Apabila semua sudah diperiksa dan tidak ada masalah, konsultasikan dengan dokter hewan Anda! Dokter hewan mungkin akan menyarankan untuk mengubah pola makan (uji diet eliminasi) anjing kita menggunakan bahan makanan dengan protein yang jarang digunakan (misalnya salmon dan bebek, dan tidak mengurangi napsu makan anjing) atau menggunakan protein terhidrolisa (protein dengan berat molekul kecil yang dapat mengurangi reaksi alergi). Pemberian diet pengganti ini sebaiknya dilakukan selama 8-12 minggu, dan selama fase pengujian sebaiknya tidak memberikan makanan tambahan seperti snack, vitamin, dan antibiotik. Apabila selama uji gejala alergi membaik, namun gejala kambuh kembali ketika diberikan pakan awal, maka dapat dikatakan bahwa anjing yang bersangkutan menderita alergi makanan. Namun, apabila sejak awal tidak ada perubahan gejala yang signifikan, dapat diduga bahwa anjing menderita atopic dermatitis[1,2,4]. Jadi, sebaiknya tetap konsultasikan dengan dokter hewan Anda apabila Anda menemui gejala mirip dengan kasus alergi kulit pada anjing, ya!
Referensi:
1. Eldredge, D.M., Carlson, L.D., Carlson, D.G., and Giffin, J.M. 2007. Dog Owner’s Home Veterinary Handbook: 4th Edition. New Jersey: Wiley Publishing, Inc.
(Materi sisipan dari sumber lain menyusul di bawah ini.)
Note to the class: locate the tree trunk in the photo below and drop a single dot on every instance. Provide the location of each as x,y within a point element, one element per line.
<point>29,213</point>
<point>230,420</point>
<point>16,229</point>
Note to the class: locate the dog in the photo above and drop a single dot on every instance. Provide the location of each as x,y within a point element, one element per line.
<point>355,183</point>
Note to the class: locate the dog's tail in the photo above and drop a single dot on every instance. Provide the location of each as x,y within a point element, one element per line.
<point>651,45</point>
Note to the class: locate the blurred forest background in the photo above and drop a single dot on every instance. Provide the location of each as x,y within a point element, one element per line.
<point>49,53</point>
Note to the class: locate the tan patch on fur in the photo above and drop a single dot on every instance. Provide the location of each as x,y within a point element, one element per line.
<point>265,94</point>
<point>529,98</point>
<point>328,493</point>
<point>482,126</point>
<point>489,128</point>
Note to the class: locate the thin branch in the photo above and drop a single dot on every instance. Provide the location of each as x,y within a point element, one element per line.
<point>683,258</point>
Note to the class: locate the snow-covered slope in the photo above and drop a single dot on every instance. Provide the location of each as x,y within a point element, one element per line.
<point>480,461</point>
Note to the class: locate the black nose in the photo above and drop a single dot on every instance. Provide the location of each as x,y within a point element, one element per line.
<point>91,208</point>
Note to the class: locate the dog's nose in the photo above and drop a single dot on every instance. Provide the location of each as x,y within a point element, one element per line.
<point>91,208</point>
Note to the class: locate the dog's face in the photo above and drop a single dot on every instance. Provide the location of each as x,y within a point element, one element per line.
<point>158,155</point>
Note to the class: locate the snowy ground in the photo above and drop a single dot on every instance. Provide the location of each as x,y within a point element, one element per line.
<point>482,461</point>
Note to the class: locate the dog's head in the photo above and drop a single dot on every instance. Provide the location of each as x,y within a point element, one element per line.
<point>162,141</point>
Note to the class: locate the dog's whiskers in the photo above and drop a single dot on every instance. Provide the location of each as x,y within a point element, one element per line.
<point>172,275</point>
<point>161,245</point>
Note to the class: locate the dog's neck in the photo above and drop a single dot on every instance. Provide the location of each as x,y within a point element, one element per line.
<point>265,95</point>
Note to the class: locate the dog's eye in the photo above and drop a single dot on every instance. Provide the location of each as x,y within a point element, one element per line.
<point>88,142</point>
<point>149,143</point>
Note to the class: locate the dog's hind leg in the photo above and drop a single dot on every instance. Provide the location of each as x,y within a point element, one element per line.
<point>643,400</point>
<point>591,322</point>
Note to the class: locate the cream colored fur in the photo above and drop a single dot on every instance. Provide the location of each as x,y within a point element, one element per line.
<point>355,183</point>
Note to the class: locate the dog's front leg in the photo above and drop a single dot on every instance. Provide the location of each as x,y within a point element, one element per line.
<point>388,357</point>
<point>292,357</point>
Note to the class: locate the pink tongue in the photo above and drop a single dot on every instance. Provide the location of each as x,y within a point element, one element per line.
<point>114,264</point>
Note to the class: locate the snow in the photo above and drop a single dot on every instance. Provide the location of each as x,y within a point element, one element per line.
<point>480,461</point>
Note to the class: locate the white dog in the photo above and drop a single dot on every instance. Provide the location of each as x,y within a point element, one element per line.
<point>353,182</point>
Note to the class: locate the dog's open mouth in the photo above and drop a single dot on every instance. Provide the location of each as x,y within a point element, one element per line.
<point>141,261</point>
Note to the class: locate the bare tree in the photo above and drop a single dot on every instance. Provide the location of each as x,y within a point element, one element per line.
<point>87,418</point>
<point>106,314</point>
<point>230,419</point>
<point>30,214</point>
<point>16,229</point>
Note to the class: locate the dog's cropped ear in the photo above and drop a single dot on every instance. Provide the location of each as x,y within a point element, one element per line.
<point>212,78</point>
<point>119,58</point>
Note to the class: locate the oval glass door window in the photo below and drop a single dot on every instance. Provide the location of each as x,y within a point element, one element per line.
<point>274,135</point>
2. Dopierala, M. and Andraszek, K. 2019. The Most Common Allergic Diseases in Dogs. Folia Pomeranae Universitatis Technologiae Stetinensis, 348(49)1: 47-56
3. Mueller, R.S., Olivry, T., Prelaud, P. 2016. Critically Appraised Topic on Adverse Food Reactions of Companion Animals (2): Common Food Allergen Sources in Dogs and Cats. BMC Veterinary Research, 12(9):1-4
4. Bhagat, R., Sheikh, A.A., Wazir, VS., Mishra, A., Maibam, U. 2017. Food Alergy in Canines: A Review. Journal of Entomology and Zoology Studies, 5(6): 1522-1525.
5. Hensel, P., Santoro, D., Favrot, C., Hill, P., Griffin, C. 2015. Canine Atopic Dermatitis: Detailed Guidelines for Diagnosis and Allergen Identification. BMC Veterinary Research, 11(196): 1-13.